Carlos Emerson Junior
Pedi licença para o cachorro, entrei no botequim e dei de cara com Poeta, rabiscando alguma coisa em seu Moleskine, com ar de pouquíssimos amigos. Na mesma mesinha de ferro estavam, como sempre, o Doutor e seu exótico chapéu australiano e o Cadeirante, anormalmente quieto.
– Bom dia pessoal. Que sol, heim?
– Humpf! – grunhiu o Poeta, sem levantar os olhos do seu trabalho.
– Junte-se aos bons, meu caro. Você demorou tanto que resolvemos iniciar a cirurgia sem a sua presença.
– Cirurgia? São só onze da matina, pelo visto a festa começou cedo!
– Nunca é cedo para ser feliz, retrucou o Doutor, levantando o insólito chapéu para coçar a ampla careca.
O Poeta parou de escrever e chamou o garçom:
– Mais um chope pra mim e bem gelado! Vou beber em homenagem a imbecilidade humana!
– Ô meu caro, não é porque você está sem inspiração que temos que descontar na humanidade. Eu também preciso de um assunto para minha...
– Ah, tá! E agora você quer comparar a criação de uma poesia com uma crônica? Poxa, basta olhar em volta e escolher o tema, você deve ser cego!
– Peralá – protestei. – São coisas totalmente distintas e além do mais…
O Cadeirante cortou bruscamente a velha discussão, ou seja, basicamente saber quem sofre mais para escrever:
– Parem vocês dois, esse assunto já encheu. Cortem fora uma perna, ou melhor ainda, os seus braços. Aí não vão conseguir escrever mais nada e nem encher a paciência dos outros com suas lamúrias inúteis!
– Lamúria inútil? Você bebeu, cara?
O Doutor caiu na gargalhada, deixando o Poeta tão vermelho que parecia que ia explodir. O Cadeirante, por sua vez, disparou:
– Estou acabando de chegar lá do supermercado da pracinha. Se já é difícil para um deficiente físico fazer compras, imaginem na hora de pagar. Tem um caixa preferencial para esses casos, mas quem disse que a cadeira de rodas cabe ali? Tive que dar a volta, o que, com o supermercado cheio, criou uma baita confusão. Para piorar, se você for pagar com cartão, tem que ir até um balcão bem alto, perto da saída, vá lá saber por quê! Resultado, mesmo esticando ao máximo a maquininha do banco, não houve jeito da infeliz chegar no meu colo. Para encurtar, tive que ligar em casa e pedir que alguém trouxesse o valor em dinheiro. Agora, que droga de acessibilidade é essa?
– Puxa vida, isso...
– E tem mais: ando de ônibus e esses veículos com acesso especial seriam uma mão na roda se a maioria dos elevadores funcionassem ou se os motoristas soubessem operá-los. Acaba que você fica dependendo da boa vontade de alguns abnegados pra te colocar lá dentro do busão, atrasando a viagem de todos os outros passageiros.

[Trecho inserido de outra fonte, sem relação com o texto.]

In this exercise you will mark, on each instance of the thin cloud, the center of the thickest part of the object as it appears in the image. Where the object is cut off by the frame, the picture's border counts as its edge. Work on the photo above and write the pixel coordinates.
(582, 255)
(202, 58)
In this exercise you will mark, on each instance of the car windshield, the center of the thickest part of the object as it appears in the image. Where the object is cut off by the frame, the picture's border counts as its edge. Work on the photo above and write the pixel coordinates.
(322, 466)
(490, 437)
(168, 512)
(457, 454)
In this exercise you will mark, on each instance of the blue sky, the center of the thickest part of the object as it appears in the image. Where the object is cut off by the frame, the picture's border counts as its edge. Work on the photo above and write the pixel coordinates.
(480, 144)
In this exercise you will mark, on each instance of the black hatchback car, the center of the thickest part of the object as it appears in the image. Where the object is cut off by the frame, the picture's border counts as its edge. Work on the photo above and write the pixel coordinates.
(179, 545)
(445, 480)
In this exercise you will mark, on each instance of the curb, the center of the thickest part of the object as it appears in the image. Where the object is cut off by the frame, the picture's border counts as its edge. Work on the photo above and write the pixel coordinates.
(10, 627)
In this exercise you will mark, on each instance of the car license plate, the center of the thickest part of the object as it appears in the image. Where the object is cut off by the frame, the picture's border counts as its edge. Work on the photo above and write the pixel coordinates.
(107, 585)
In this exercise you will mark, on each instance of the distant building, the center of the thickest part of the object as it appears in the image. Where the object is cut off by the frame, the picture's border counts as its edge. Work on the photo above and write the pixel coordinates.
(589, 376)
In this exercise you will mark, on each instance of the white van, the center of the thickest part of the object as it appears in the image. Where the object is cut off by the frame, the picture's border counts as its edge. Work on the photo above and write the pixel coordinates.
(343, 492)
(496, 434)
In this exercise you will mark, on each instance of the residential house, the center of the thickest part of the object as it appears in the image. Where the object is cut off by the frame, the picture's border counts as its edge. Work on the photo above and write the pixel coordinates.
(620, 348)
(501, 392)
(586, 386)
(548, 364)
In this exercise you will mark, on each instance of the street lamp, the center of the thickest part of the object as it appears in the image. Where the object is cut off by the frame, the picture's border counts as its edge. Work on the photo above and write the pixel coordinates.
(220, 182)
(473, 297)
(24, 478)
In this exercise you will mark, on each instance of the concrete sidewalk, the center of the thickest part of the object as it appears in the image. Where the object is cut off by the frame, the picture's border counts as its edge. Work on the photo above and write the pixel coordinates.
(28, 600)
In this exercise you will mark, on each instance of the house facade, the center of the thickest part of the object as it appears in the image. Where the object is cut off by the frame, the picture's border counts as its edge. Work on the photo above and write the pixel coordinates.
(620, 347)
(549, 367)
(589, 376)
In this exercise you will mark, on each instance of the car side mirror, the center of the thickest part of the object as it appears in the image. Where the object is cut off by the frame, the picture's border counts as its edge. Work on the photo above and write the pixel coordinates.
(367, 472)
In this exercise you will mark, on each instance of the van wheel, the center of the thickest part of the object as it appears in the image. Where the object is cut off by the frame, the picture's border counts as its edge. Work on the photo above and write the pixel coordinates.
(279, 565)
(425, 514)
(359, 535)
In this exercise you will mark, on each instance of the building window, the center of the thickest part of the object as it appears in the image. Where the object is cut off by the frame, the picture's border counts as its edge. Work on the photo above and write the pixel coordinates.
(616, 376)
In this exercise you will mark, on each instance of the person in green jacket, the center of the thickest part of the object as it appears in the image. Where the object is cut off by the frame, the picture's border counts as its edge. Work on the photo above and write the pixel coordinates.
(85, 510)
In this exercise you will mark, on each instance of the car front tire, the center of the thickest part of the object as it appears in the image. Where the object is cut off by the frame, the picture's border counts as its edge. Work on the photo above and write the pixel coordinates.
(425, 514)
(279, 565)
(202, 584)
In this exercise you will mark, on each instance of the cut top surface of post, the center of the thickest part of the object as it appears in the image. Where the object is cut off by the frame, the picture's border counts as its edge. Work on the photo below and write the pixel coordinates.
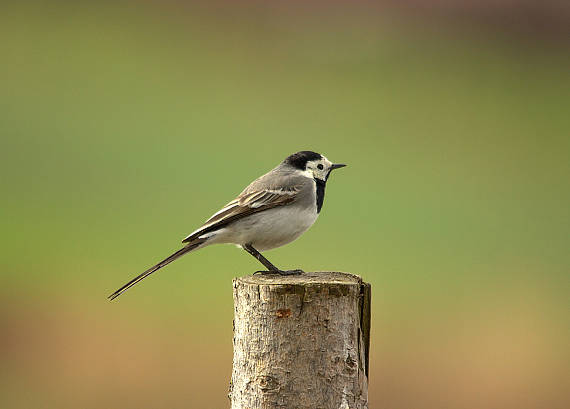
(315, 277)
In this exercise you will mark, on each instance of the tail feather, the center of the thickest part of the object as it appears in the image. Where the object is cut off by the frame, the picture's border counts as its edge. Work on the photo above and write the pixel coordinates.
(156, 267)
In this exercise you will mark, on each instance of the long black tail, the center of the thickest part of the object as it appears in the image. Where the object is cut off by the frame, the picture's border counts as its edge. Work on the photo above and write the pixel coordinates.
(156, 267)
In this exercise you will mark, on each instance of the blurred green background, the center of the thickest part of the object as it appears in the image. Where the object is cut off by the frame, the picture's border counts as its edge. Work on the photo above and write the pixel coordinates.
(125, 125)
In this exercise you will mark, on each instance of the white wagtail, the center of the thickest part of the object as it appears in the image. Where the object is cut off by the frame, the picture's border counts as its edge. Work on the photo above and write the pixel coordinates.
(273, 210)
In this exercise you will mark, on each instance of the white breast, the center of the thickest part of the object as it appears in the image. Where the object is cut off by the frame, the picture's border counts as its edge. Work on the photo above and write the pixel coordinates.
(269, 229)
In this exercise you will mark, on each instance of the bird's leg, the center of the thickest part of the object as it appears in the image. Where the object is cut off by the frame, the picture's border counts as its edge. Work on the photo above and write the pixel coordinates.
(270, 267)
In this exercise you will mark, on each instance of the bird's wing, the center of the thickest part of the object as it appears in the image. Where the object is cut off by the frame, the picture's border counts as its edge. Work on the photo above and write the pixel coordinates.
(245, 204)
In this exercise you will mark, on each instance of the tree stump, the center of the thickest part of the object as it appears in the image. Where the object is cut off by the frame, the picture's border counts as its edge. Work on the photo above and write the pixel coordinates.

– Cara, mas esse sistema é tão...
– O problema é que nunca ouvem a opinião dos interessados! Por exemplo, as rampas de acesso nas calçadas são obrigatórias por lei, não é mesmo? Então por que não fazem as obras direito? Algumas rampas são tão íngremes que se você bobear vai parar no meio da rua, embaixo de um carro. E por falar nisso, suas excelências já repararam que o nosso “amado” botequim não tem rampa alguma e a sua calçada está toda quebrada? Aliás, quem é o responsável por essas calçadas horrorosas de nossa cidade?
– !!!
– Pois é isso, cara! Você não vive reclamando que não tem assunto para suas crônicas? Taí, senta logo, pede seu chope e aproveita o tema que estou te passando de graça. Mas não esquece de escrever que não existe meia cidadania ou cidadania deficiente. Somos todos cidadãos por completo e é dessa forma que o estado tem a obrigação de nos tratar.
Perfeito, meu caro amigo e aí está a sua crônica. Com todos os pingos nos is!